Understand that every piece of data falls into a
domain of some sort. 0 is a integer type. ‘’ is a empty string. NULL
isn’t in any domain, or value type. It doesn’t represent something at
all it is a place older period.
I’ve heard 3 valued logic described as yes/no/maybe but that isn’t accurate, it is true/false/UNKNOWN.
So
the only logical thing that can happen to UNKNOWN is unknown. What’s
even worse is UNKNOWN technically can’t be equal to UNKNOWN or NULL =
NULL.
How do you know they are equal if they are both unknown?
For example:
select 1 where NULL = NULL
returns nothing since NULL can’t be equal to anything including NULL we don’t get a NULL back or the 1 back we tried to select.
select 6227 * 453 / 238 + NULL
returns NULL
which makes since on the surface to almost everyone I work with.
select NULL / 0
returns NULL
To some folks this is confusing in a traditional programming since
anything divided by zero gives us an error of cannot divide by zero.
Since NULL is the place holder for UNKNOWN there is no way to evaluate the statement other than UNKNOWN or NULL!
This must also carry through for string manipulation as well.
For example:
select 'here' + 'is ' + NULL
returns NULL.
Again it is the old how can you concatenate something to the unknown problem.
Now with all this in our little busy heads we finally think we
understand the problem in it’s fullness, but we don’t (or I always
don’t).
Where things can get really sticky is in any kind of aggregate
situation SUM(), AVG().

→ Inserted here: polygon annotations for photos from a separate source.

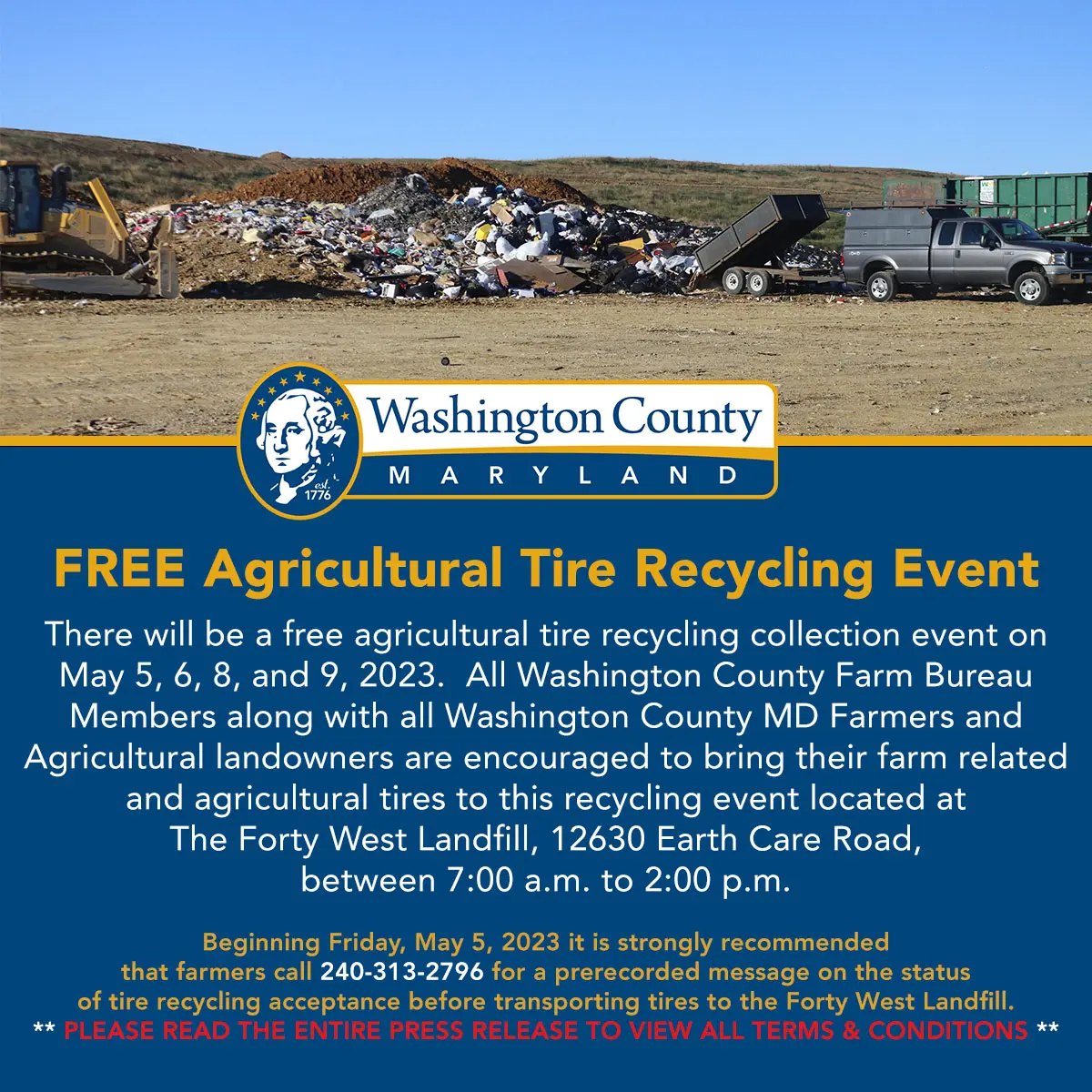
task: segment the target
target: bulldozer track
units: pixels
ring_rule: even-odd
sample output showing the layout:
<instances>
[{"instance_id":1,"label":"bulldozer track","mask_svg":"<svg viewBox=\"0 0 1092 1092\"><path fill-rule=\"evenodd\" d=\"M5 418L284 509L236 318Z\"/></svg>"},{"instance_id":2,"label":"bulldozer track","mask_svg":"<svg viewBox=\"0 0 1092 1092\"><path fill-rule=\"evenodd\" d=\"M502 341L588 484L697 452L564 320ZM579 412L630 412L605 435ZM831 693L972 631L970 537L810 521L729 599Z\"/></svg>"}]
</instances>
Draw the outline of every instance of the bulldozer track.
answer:
<instances>
[{"instance_id":1,"label":"bulldozer track","mask_svg":"<svg viewBox=\"0 0 1092 1092\"><path fill-rule=\"evenodd\" d=\"M115 272L115 268L108 261L106 261L105 258L88 258L86 254L70 254L63 250L35 250L33 252L4 251L2 257L0 257L0 260L2 260L3 262L8 261L28 262L28 261L40 260L43 258L60 258L62 261L79 263L85 270L103 269L107 273Z\"/></svg>"}]
</instances>

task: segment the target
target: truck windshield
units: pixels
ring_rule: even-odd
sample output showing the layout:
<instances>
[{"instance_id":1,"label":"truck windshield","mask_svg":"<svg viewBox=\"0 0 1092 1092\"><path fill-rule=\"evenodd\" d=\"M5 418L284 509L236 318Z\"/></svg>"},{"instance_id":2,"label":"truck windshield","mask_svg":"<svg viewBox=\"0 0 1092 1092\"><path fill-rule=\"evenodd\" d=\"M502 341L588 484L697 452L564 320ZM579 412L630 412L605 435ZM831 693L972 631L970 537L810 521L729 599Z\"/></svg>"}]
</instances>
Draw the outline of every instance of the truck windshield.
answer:
<instances>
[{"instance_id":1,"label":"truck windshield","mask_svg":"<svg viewBox=\"0 0 1092 1092\"><path fill-rule=\"evenodd\" d=\"M1002 239L1042 239L1033 227L1029 227L1022 219L992 219L989 222L994 230Z\"/></svg>"}]
</instances>

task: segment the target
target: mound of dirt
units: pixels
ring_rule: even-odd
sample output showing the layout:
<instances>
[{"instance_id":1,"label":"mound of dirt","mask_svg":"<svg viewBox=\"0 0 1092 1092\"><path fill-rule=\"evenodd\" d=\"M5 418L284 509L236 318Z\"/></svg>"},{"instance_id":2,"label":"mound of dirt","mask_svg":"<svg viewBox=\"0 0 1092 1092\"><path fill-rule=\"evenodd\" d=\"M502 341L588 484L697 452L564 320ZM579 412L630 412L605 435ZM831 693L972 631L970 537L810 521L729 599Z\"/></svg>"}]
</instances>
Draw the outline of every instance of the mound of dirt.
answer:
<instances>
[{"instance_id":1,"label":"mound of dirt","mask_svg":"<svg viewBox=\"0 0 1092 1092\"><path fill-rule=\"evenodd\" d=\"M539 201L565 201L584 207L594 206L596 203L574 186L562 182L560 178L550 178L549 175L507 175L505 185L510 190L517 188L526 190Z\"/></svg>"},{"instance_id":2,"label":"mound of dirt","mask_svg":"<svg viewBox=\"0 0 1092 1092\"><path fill-rule=\"evenodd\" d=\"M262 158L271 159L282 155L281 152L268 152ZM348 204L361 193L369 193L383 182L403 178L410 173L408 167L393 163L324 164L252 178L234 190L202 193L197 200L223 204L230 201L257 201L259 198L282 198ZM444 197L465 193L475 186L507 186L510 190L524 189L541 201L568 201L585 206L595 203L586 193L581 193L557 178L502 175L484 163L470 163L466 159L437 159L436 163L422 166L419 174L425 176L435 193L442 193Z\"/></svg>"},{"instance_id":3,"label":"mound of dirt","mask_svg":"<svg viewBox=\"0 0 1092 1092\"><path fill-rule=\"evenodd\" d=\"M437 193L465 193L475 186L505 186L505 179L484 163L470 163L448 156L420 168Z\"/></svg>"},{"instance_id":4,"label":"mound of dirt","mask_svg":"<svg viewBox=\"0 0 1092 1092\"><path fill-rule=\"evenodd\" d=\"M368 193L392 178L410 171L392 163L325 164L281 170L263 178L251 178L234 190L202 193L199 201L223 204L229 201L257 201L259 198L282 198L292 201L331 201L348 204L361 193Z\"/></svg>"}]
</instances>

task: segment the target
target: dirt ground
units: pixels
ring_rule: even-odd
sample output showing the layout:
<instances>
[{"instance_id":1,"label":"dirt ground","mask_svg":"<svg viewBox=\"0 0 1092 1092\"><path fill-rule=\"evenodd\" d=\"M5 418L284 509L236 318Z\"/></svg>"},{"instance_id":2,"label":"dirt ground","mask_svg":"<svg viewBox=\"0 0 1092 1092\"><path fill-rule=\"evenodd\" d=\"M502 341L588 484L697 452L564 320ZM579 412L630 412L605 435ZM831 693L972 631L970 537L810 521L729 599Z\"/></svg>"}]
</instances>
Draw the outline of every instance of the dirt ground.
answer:
<instances>
[{"instance_id":1,"label":"dirt ground","mask_svg":"<svg viewBox=\"0 0 1092 1092\"><path fill-rule=\"evenodd\" d=\"M289 360L343 380L771 380L786 435L1092 432L1092 304L720 293L7 300L0 432L232 432Z\"/></svg>"}]
</instances>

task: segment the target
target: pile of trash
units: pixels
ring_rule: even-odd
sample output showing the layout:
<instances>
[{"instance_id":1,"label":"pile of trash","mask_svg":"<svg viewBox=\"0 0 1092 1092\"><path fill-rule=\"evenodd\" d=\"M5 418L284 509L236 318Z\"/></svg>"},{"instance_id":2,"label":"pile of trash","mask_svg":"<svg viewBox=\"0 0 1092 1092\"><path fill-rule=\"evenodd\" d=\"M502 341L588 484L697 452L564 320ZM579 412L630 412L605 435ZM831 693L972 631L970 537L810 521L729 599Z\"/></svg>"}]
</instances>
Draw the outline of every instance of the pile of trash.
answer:
<instances>
[{"instance_id":1,"label":"pile of trash","mask_svg":"<svg viewBox=\"0 0 1092 1092\"><path fill-rule=\"evenodd\" d=\"M240 194L253 183L284 190L273 175L215 195L217 200L131 213L129 228L146 235L161 215L171 217L179 236L183 288L190 290L202 285L203 271L200 258L188 264L188 241L203 238L205 244L230 242L233 256L238 256L230 260L244 263L241 270L221 271L218 280L204 271L204 285L215 281L212 295L254 295L263 278L278 284L298 281L304 271L302 278L328 290L389 299L531 297L573 290L680 294L697 280L695 251L719 232L633 209L601 207L583 194L582 201L543 197L499 180L447 194L434 185L438 178L451 186L465 177L466 168L482 169L461 161L439 161L431 168L431 181L425 173L383 178L382 167L353 165L355 179L375 185L352 200ZM346 168L308 168L309 192L316 188L329 192L322 189L331 182L322 175L328 169ZM345 178L339 175L333 181L342 185ZM300 192L298 183L296 178L287 189ZM800 244L794 251L798 253L790 254L790 260L800 265L819 268L820 261L832 258L838 266L836 253L821 248ZM200 247L191 251L207 252ZM248 275L247 259L254 263L253 275Z\"/></svg>"}]
</instances>

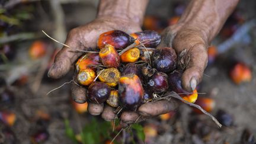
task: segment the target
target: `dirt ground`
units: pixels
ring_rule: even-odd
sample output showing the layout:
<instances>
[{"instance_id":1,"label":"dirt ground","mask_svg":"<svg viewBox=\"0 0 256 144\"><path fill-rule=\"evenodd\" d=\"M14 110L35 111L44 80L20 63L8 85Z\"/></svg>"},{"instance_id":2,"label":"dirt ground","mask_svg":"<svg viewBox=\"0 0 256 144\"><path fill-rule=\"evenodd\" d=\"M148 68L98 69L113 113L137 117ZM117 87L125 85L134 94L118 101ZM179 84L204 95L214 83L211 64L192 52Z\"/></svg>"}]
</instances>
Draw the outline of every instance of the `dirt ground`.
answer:
<instances>
[{"instance_id":1,"label":"dirt ground","mask_svg":"<svg viewBox=\"0 0 256 144\"><path fill-rule=\"evenodd\" d=\"M91 21L96 15L98 1L76 1L77 2L62 5L65 22L64 25L67 30L66 31ZM165 0L151 1L146 15L156 15L163 18L169 18L172 15L170 14L172 2L174 2ZM37 4L36 5L38 6ZM37 31L39 31L39 33L40 33L40 30L44 30L48 31L49 34L53 34L53 33L57 30L52 25L56 23L57 20L54 18L52 9L45 8L49 7L49 3L42 2L41 4L43 8L39 9L36 12L35 15L37 17L30 22L30 27L27 26L24 29ZM255 19L255 6L256 2L254 1L241 1L238 9L244 15L246 20ZM160 121L159 119L153 118L144 122L143 124L154 123L161 127L159 131L162 131L162 132L158 132L159 135L148 143L238 144L241 143L239 140L242 133L245 128L249 129L252 133L256 133L256 110L255 109L256 106L256 31L255 30L254 27L249 33L249 43L237 44L225 53L219 55L215 62L209 65L206 68L203 80L200 85L199 92L206 93L200 96L210 97L216 101L216 107L212 113L213 115L215 116L219 109L225 110L233 117L234 125L218 129L207 116L196 116L191 113L191 109L188 105L183 104L177 111L177 116L169 121ZM63 39L63 37L60 36L60 34L66 33L66 31L60 32L55 35L56 39ZM51 41L51 47L61 47L49 39L45 40ZM215 40L213 44L217 46L220 41L217 40ZM14 66L24 64L25 61L23 60L28 56L25 50L31 43L31 41L30 40L18 43L16 56L18 58L15 60L17 62L14 63ZM252 79L250 82L238 85L231 80L228 68L232 63L231 62L233 59L243 62L250 66L252 72ZM27 69L35 68L37 68L36 65L27 67ZM21 69L19 72L25 73L27 71L27 69ZM8 68L8 71L1 70L1 77L8 76L17 70L17 69L14 69L12 67ZM60 79L52 80L47 78L45 72L42 82L40 82L38 90L33 91L33 85L37 84L35 79L38 73L39 72L34 71L31 76L35 78L30 78L30 81L24 85L10 87L10 89L15 94L14 104L11 106L0 105L1 110L8 108L14 111L16 114L16 123L10 128L14 132L17 138L17 142L15 143L31 143L30 136L34 133L35 130L40 129L40 127L44 126L44 124L38 124L37 123L38 121L34 120L38 110L43 110L50 116L50 120L47 122L50 137L43 143L73 143L72 141L66 136L63 119L68 119L75 131L79 132L81 130L81 127L92 117L87 113L79 114L72 108L71 104L70 84L65 85L50 94L46 95L54 88L71 80L72 73L70 72ZM200 136L188 132L188 120L194 118L206 121L207 126L212 128L215 132L209 136L211 140L202 140L199 138ZM1 126L2 127L2 125Z\"/></svg>"}]
</instances>

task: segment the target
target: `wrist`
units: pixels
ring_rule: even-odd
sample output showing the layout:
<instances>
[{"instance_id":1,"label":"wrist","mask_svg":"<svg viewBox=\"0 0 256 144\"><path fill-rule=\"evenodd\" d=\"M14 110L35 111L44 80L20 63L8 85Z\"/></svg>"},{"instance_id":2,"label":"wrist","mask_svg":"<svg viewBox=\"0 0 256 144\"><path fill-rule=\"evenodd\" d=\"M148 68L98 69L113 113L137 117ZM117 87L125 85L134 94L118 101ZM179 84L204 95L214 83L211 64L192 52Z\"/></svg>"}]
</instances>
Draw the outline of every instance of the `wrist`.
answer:
<instances>
[{"instance_id":1,"label":"wrist","mask_svg":"<svg viewBox=\"0 0 256 144\"><path fill-rule=\"evenodd\" d=\"M101 0L97 18L121 19L142 25L148 0Z\"/></svg>"},{"instance_id":2,"label":"wrist","mask_svg":"<svg viewBox=\"0 0 256 144\"><path fill-rule=\"evenodd\" d=\"M197 29L210 43L217 35L238 0L191 1L179 23Z\"/></svg>"}]
</instances>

Generally, all aggregations have a NULL
elimination step built into them.
So lets say we have a table that looks like this:
Col001 | Col002 |
100 | 100 |
200 | 200 |
300 | 300 |
NULL | 0 |
(this isn’t an article on table design so don’t sweat the lack of a key or the duplicate data in both columns)
create table myNumbers
(
Col001 int,
Col002 int
)
go
insert into myNumbers (Col001,Col002) VALUES (100,100)
insert into myNumbers (Col001,Col002) VALUES (200,200)
insert into myNumbers (Col001,Col002) VALUES (300,300)
insert into myNumbers (Col001,Col002) VALUES (NULL,300)
select avg(Col001) from myNumbers
select avg(Col002) from myNumbers
We get:
-----------
200
Warning: Null value is eliminated by an aggregate or other SET operation.
(1 row(s) affected)
-----------
225
(1 row(s) affected)
What happens when the evaluation of the aggregation occurs there is
no way to evaluate the NULL so that row is dropped and all the sudden
you numbers look horribly wrong.
If I hadn’t put this to output to text we may have merrily trucked
along and accepted that 200 was what we were expecting and not the 255
we really wanted due to the treatment of the NULL.
Since it is a warning and not an error our program won’t complain
ether it will be more than happy to accept the result since it is valid
one.
The only exception to this in general is using COUNT() since you can
count a place holder just like you would a value type it isn’t
evaluating the data held just that a row exists whether we know what is
is in it or not.
I’ve only just scratched the surface of the unknown with this little
post. I haven’t covered grouping or JOIN’s and I may in a later post.
My goal is simply to remind myself that dealing with NULL is never a trivial matter.
-Wes